Oooooooh shiiiiiiiiiit......   

That trailer was RIDICULOUS....and yes, I will watch this.


----------



## m3l-mrq3z (Feb 5, 2013)

How many F&F do they plan to release? 20? 100? The last one will probably be called "I remember when we were fast and furious", with Vin Diesel on a wheelchair and a robot carrying Paul Walker's brain.


----------



## Konfyouzd (Feb 5, 2013)

I no longer see the appeal... Once they brought Tyrese into the mix I was done... Hell even the first one was terrible, but it was entertaining for ONE movie.


----------



## -42- (Feb 5, 2013)

Eagerly anticipating F&F 666: Hell Racers.


----------



## gunshow86de (Feb 5, 2013)

In all honesty, I was entertained by 5 Fast 5 Furious. I also agree with Konfyouzd about Tyrese ruining the franchise. Tyrese is pretty much unbearable in every movie, ever. But the Rock cancels him out and then some.


----------



## tm20 (Feb 5, 2013)

Die Hard with fast cars  i will be watching this for sure


----------



## Furtive Glance (Feb 5, 2013)

I'll see it.

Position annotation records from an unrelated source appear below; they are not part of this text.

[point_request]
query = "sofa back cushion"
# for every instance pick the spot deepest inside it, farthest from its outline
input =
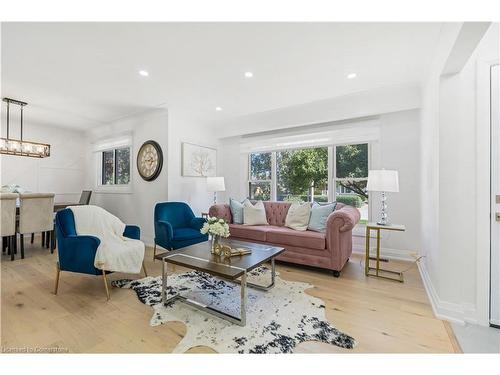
(236, 208)
(319, 216)
(254, 214)
(298, 216)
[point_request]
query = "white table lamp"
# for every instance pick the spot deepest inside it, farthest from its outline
(215, 184)
(385, 181)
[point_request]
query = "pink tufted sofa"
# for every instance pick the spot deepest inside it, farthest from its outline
(330, 250)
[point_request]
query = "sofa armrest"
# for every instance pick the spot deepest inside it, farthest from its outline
(132, 231)
(345, 218)
(197, 222)
(77, 253)
(165, 230)
(221, 211)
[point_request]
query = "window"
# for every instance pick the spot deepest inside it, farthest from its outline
(351, 177)
(115, 166)
(259, 185)
(302, 175)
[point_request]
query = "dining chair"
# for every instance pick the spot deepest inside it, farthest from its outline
(8, 217)
(36, 214)
(85, 197)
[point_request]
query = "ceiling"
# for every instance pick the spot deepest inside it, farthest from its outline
(81, 75)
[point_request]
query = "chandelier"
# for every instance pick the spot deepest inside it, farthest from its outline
(20, 147)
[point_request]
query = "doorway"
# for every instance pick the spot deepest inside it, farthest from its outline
(495, 197)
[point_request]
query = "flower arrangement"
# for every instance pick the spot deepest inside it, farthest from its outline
(217, 228)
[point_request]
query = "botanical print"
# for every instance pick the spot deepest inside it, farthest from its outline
(277, 320)
(198, 161)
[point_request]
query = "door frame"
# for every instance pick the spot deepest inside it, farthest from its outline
(483, 191)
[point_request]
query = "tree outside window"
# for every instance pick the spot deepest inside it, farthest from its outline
(302, 175)
(116, 166)
(351, 176)
(260, 176)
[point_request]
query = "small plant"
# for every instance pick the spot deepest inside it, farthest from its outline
(350, 199)
(217, 228)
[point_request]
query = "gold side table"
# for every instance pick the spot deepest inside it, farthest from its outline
(377, 271)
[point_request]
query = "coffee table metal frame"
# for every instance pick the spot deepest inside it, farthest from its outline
(241, 320)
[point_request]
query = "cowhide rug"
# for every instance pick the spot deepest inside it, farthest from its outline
(277, 320)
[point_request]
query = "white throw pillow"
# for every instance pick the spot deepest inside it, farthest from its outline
(254, 214)
(298, 216)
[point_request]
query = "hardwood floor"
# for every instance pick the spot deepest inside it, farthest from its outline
(383, 316)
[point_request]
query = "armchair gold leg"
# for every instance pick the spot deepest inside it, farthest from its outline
(105, 283)
(57, 278)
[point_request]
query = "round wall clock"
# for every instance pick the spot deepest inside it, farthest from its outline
(149, 160)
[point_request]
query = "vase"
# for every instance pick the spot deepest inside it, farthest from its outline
(215, 244)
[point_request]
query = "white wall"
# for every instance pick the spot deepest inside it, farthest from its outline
(63, 173)
(184, 127)
(452, 267)
(136, 206)
(395, 144)
(356, 105)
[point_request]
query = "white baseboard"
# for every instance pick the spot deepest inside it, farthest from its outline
(452, 312)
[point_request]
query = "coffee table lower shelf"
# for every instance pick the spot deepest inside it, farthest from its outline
(240, 320)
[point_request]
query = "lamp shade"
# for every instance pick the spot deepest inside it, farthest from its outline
(215, 184)
(383, 180)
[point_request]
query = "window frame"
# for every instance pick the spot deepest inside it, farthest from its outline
(332, 171)
(271, 181)
(100, 187)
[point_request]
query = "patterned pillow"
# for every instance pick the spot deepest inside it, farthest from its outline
(298, 216)
(319, 216)
(236, 208)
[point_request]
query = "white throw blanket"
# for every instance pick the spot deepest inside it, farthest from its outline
(115, 252)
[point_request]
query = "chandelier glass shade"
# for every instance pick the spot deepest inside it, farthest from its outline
(20, 147)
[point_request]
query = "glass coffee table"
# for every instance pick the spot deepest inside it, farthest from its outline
(233, 269)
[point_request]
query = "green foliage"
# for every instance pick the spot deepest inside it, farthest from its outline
(260, 191)
(352, 161)
(350, 200)
(260, 166)
(300, 170)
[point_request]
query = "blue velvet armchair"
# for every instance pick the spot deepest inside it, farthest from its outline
(77, 253)
(176, 226)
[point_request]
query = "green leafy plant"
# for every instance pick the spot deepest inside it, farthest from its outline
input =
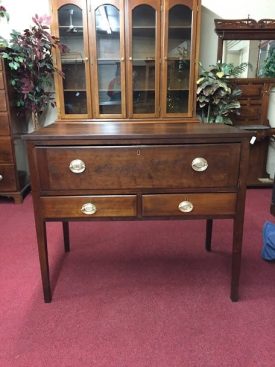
(29, 57)
(4, 13)
(217, 96)
(268, 69)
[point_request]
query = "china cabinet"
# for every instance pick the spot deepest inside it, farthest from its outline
(13, 159)
(124, 59)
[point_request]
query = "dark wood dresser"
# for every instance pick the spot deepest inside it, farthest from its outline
(138, 171)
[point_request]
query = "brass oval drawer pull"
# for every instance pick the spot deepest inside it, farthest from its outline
(88, 209)
(77, 166)
(185, 206)
(199, 164)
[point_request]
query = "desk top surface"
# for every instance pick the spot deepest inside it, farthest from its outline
(134, 130)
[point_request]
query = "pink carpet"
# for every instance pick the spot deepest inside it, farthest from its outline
(136, 294)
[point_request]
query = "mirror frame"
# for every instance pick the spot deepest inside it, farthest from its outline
(243, 29)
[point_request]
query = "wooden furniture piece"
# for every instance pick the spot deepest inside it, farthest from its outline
(246, 40)
(138, 171)
(132, 59)
(14, 181)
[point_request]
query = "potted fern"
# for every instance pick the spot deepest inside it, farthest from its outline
(217, 96)
(268, 69)
(29, 58)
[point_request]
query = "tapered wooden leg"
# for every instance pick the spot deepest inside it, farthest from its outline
(66, 236)
(43, 258)
(208, 237)
(236, 259)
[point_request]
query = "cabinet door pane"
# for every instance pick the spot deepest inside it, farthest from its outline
(70, 22)
(143, 59)
(178, 59)
(108, 59)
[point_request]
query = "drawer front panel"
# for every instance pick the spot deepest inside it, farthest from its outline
(135, 167)
(98, 206)
(3, 102)
(4, 124)
(7, 177)
(192, 204)
(5, 150)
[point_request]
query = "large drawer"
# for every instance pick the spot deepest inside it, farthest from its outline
(6, 155)
(189, 204)
(134, 167)
(89, 206)
(7, 177)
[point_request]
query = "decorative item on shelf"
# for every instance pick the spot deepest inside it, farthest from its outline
(3, 15)
(268, 69)
(217, 96)
(29, 58)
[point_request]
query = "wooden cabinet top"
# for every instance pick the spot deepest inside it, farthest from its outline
(138, 131)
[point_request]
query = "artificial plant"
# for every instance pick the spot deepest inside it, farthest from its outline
(4, 13)
(268, 69)
(217, 96)
(29, 57)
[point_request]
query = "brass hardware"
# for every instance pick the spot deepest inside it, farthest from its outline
(199, 164)
(77, 166)
(185, 206)
(88, 209)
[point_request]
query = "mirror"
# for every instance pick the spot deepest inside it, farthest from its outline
(248, 41)
(253, 52)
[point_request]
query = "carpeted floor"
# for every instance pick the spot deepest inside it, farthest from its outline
(136, 294)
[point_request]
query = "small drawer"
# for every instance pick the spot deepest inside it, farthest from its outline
(189, 204)
(7, 177)
(4, 124)
(6, 155)
(3, 102)
(89, 206)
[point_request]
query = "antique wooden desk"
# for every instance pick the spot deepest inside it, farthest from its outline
(138, 171)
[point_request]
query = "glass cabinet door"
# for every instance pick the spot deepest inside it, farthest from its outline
(143, 60)
(178, 71)
(73, 63)
(108, 62)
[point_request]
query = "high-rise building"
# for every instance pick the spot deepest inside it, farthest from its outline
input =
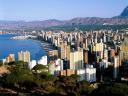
(85, 56)
(116, 67)
(10, 58)
(76, 59)
(124, 50)
(24, 56)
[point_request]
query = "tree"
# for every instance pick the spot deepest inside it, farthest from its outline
(19, 76)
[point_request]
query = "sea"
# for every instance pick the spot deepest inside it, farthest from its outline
(11, 46)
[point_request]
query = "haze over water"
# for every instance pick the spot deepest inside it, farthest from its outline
(8, 46)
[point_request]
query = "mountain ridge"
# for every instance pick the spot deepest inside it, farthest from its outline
(121, 19)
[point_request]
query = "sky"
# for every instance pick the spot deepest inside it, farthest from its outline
(31, 10)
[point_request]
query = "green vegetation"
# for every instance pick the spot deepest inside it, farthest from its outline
(21, 80)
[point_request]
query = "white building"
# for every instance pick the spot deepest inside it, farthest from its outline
(43, 60)
(32, 64)
(90, 73)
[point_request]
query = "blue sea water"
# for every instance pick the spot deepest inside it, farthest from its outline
(9, 46)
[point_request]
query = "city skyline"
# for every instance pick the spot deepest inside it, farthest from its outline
(62, 10)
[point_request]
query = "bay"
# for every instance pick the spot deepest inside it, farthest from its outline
(9, 46)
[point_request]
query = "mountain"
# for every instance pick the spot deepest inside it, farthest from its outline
(117, 20)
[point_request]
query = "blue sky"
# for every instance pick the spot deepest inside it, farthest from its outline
(59, 9)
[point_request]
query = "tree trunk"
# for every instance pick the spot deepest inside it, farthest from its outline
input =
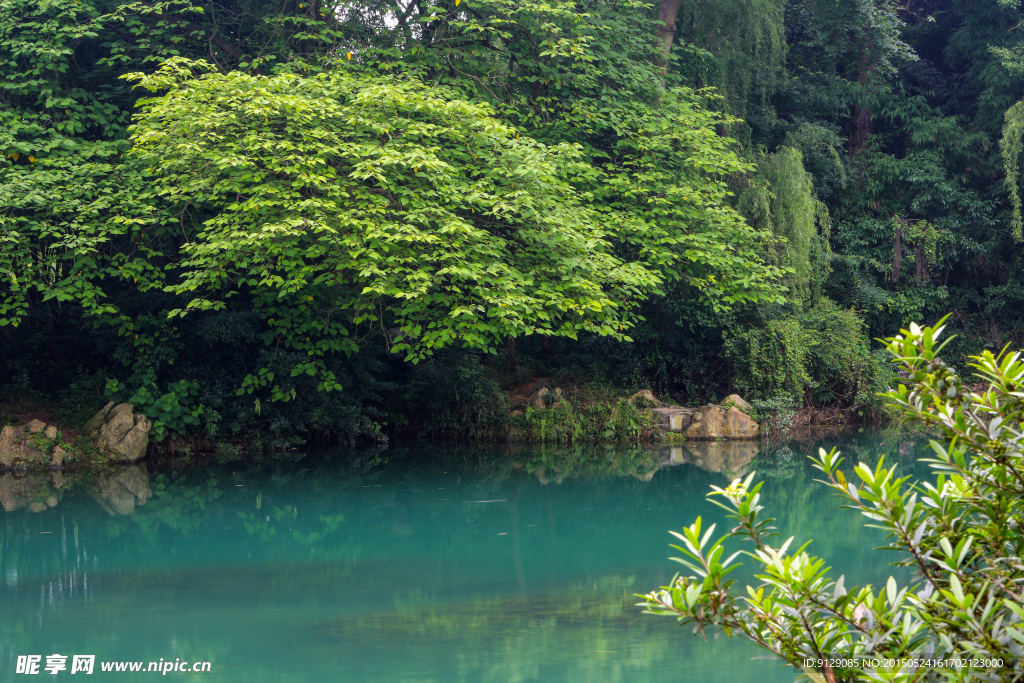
(860, 117)
(897, 255)
(667, 13)
(510, 347)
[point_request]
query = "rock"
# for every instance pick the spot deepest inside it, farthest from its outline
(708, 422)
(712, 422)
(739, 425)
(57, 457)
(119, 493)
(673, 419)
(95, 421)
(120, 431)
(537, 399)
(540, 399)
(734, 399)
(15, 447)
(646, 395)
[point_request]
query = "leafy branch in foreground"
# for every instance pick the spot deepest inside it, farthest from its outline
(960, 534)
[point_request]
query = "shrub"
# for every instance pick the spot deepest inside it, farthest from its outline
(960, 534)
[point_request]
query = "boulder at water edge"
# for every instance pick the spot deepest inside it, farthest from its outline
(713, 422)
(120, 432)
(16, 450)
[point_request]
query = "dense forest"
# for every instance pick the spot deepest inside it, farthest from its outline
(345, 221)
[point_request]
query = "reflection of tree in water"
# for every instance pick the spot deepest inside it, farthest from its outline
(513, 637)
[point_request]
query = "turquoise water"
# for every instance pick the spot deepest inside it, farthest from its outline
(409, 564)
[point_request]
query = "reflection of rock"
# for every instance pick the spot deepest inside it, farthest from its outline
(717, 422)
(15, 446)
(120, 431)
(729, 458)
(16, 493)
(121, 491)
(726, 457)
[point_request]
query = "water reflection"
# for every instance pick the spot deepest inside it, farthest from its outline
(416, 564)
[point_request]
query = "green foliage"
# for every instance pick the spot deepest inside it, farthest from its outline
(960, 534)
(782, 201)
(568, 422)
(816, 358)
(175, 411)
(452, 396)
(1012, 144)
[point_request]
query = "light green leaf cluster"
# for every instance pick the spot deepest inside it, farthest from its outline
(343, 202)
(961, 534)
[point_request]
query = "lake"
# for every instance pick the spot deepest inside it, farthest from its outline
(418, 564)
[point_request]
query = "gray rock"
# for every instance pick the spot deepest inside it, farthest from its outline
(736, 400)
(739, 425)
(57, 457)
(15, 447)
(120, 431)
(713, 422)
(15, 493)
(537, 400)
(673, 419)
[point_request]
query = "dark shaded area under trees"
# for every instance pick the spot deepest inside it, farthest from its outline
(344, 221)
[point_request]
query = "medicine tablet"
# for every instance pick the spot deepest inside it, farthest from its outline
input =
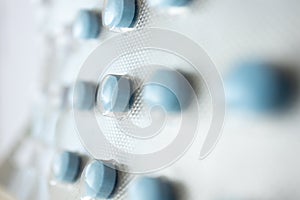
(84, 95)
(147, 188)
(119, 13)
(168, 89)
(100, 180)
(256, 86)
(87, 25)
(114, 93)
(67, 167)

Maybe not in a theatre, but these movies entertain me. Fast Five is lulz.


----------



## M3CHK1LLA (Feb 5, 2013)

devolutionary said:


> I can't help but think that once again this movie will be fun just because it's gonna be fucking RIDICULOUS. It'll have the same appeal as B-grade flicks.



this one is based on a true story


----------



## glassmoon0fo (Feb 5, 2013)

The last one was pretty baller, hoping they keep going thata way. Also, word is the thrid Riddick movie is due out later this year as well


----------



## chris9 (Feb 6, 2013)

can,t wait till its out love these movies!!!! these films made me wanna learn to drive got a nissan 350z now and i,m learning to drift


----------



## axxessdenied (Feb 6, 2013)

#5 was pretty good! I expect it to be over the top and ridiculous. But, at the same time it was really entertaining. The rest of the movies aside from the original I didn't much care for. Looking forward to this one since #5 was a definite improvement. I would really love it if Tyrese wasn't in these movies. He plays the exact same role every single fucking time. You don't deserve to get paid this much money to just act like your own foolish self.


----------



## jordanky (Feb 7, 2013)

Just like the past four that I've said I wouldn't watch... I'm not going to watch this one. By that I mean of course I'm going to watch it after it comes out on Blu Ray, at home, alone, where no one will ever know.


----------



## M3CHK1LLA (Feb 7, 2013)




----------



## Korbain (Feb 7, 2013)

Lol as stupid as these movies are, im really looking forward to this! They're good to watch jsut because they don't use much brain power and are entertaining.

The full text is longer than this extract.